M. Philippe Marini, rapporteur général de la commission des finances. Il s’agit d’un amendement de précision.
M. le président. Quel est l’avis du Gouvernement ?
M. le président. L'amendement n° 99, présenté par MM. Foucaud et Vera, Mme Beaufils et les membres du groupe Communiste, Républicain, Citoyen et des Sénateurs du Parti de Gauche, est ainsi libellé :
Alinéa 4 :
Compléter cet alinéa par les mots :
notamment en termes d'emplois, de développement d'équipes de recherche, de respect des normes sociales et environnementales
La parole est à M. Bernard Vera.
M. Bernard Vera. L’évaluation du dispositif du grand emprunt est assez nettement orientée par de simples considérations budgétaires. Il suffit de prendre quelques-uns des critères retenus pour s’en rendre compte.

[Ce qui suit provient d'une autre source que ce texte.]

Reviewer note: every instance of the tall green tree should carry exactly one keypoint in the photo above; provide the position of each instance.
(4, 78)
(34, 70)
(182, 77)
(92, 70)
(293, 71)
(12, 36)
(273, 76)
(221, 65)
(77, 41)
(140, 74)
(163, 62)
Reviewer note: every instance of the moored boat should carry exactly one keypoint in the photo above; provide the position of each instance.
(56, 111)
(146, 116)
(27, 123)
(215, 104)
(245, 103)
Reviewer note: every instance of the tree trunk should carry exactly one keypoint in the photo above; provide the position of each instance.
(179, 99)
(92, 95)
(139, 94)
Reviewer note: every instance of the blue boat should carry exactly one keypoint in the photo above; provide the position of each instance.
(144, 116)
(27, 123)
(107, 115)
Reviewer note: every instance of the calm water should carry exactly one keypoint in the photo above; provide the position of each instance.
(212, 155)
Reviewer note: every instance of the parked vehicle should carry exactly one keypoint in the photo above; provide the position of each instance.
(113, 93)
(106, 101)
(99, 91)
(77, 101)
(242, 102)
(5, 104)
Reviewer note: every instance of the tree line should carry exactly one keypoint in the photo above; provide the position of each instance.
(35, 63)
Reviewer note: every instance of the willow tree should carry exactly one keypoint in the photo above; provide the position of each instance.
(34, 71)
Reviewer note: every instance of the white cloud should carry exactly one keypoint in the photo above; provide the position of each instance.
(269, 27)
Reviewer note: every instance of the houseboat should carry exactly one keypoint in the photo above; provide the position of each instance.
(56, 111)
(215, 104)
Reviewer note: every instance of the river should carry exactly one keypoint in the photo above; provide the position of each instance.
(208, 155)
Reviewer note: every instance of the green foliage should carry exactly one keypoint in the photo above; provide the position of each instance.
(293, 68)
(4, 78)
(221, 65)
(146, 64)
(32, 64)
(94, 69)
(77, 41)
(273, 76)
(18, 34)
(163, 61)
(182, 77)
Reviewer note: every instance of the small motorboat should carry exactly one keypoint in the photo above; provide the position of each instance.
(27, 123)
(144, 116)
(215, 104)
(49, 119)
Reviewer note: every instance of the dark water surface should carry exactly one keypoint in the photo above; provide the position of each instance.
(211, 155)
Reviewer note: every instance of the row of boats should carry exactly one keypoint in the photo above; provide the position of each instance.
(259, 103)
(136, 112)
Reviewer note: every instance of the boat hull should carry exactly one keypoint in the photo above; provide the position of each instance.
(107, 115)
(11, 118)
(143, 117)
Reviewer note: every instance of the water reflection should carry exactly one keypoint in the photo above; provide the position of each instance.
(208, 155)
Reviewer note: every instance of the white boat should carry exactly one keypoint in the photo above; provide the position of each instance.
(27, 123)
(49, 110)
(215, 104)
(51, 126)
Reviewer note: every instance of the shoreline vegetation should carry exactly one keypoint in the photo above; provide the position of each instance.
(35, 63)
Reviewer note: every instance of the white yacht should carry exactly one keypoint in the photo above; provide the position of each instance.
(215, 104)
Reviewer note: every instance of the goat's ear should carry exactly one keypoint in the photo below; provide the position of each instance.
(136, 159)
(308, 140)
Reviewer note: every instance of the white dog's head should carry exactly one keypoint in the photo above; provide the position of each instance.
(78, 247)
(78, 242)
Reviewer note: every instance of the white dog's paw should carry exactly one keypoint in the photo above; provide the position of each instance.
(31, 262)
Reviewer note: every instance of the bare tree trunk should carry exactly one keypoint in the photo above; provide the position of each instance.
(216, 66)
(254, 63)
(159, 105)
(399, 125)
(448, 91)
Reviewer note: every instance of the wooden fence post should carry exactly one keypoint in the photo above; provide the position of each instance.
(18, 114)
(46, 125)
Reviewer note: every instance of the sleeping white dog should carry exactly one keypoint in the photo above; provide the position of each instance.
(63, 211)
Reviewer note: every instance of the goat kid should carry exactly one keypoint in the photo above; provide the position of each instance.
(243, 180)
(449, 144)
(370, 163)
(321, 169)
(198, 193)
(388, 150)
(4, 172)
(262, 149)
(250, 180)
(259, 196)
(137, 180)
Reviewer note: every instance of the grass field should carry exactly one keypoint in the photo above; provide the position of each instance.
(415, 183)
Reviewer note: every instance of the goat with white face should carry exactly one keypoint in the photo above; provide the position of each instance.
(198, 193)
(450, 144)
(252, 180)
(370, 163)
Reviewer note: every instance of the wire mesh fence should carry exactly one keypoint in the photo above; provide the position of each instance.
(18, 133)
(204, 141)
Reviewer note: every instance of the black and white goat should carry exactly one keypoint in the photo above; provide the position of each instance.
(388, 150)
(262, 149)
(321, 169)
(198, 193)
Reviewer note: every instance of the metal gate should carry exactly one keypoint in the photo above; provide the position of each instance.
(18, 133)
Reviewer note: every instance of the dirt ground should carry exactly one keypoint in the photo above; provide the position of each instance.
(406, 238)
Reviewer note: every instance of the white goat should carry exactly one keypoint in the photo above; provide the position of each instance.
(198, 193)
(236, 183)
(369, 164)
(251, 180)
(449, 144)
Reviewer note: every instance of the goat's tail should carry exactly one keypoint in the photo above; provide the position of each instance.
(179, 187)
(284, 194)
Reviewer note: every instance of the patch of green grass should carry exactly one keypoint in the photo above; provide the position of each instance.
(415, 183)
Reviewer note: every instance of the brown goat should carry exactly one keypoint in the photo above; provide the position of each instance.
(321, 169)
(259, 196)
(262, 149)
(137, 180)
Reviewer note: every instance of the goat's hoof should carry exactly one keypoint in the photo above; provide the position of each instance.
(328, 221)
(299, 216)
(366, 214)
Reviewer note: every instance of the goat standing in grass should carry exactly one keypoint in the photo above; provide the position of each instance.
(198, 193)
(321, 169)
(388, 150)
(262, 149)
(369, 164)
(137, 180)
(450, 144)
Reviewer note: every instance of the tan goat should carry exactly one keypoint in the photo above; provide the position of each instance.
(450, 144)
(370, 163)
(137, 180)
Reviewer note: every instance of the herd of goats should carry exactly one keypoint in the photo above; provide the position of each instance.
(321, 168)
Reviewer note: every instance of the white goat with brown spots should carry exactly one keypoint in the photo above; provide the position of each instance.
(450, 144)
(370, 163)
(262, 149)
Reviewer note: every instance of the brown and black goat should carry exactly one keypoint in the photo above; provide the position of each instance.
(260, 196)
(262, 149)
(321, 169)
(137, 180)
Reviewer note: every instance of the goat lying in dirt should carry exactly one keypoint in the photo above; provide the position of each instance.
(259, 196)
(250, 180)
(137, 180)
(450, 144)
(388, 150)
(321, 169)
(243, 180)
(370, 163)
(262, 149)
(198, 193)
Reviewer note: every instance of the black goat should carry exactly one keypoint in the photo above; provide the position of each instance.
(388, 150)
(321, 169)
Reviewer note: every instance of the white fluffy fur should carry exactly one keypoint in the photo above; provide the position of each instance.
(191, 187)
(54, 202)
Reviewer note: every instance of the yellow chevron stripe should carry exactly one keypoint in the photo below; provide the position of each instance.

Aux termes du paragraphe II bis de l’article 4 : « Le Gouvernement présente, en annexe générale au projet de loi de finances de l’année, un rapport décrivant, pour les années précédentes, l’année en cours et les années à venir, les conséquences sur les finances publiques des investissements financés par les crédits ouverts sur les programmes créés par la présente loi de finances rectificative. Ce rapport présente en particulier leurs conséquences sur le montant des dépenses publiques, des recettes publiques, du déficit public et de la dette publique, en précisant les administrations publiques concernées ». Voilà qui réduit singulièrement la portée des investissements à leur seul rendement comptable.
Le paragraphe III, quant à lui, ne comporte que des critères d’évaluation comptable.
Cette logique utilitariste imprègne donc lourdement le débat sur le grand emprunt, alors même que la raison d’être de l’investissement public est non pas de participer à la réalisation d’objectifs plus ou moins arbitraires de réduction des déficits, mais bien plutôt d’apporter à l’ensemble du corps social les moyens complémentaires de son développement.
La recherche en matière d’énergie renouvelable n’a pas de sens si elle se contente de confier à quelque université française le soin d’éprouver tel ou tel mode de production d’énergie solaire ou éolienne, en attendant qu’une entreprise n’acquière et n’exploite le brevet qui découlera de ces travaux.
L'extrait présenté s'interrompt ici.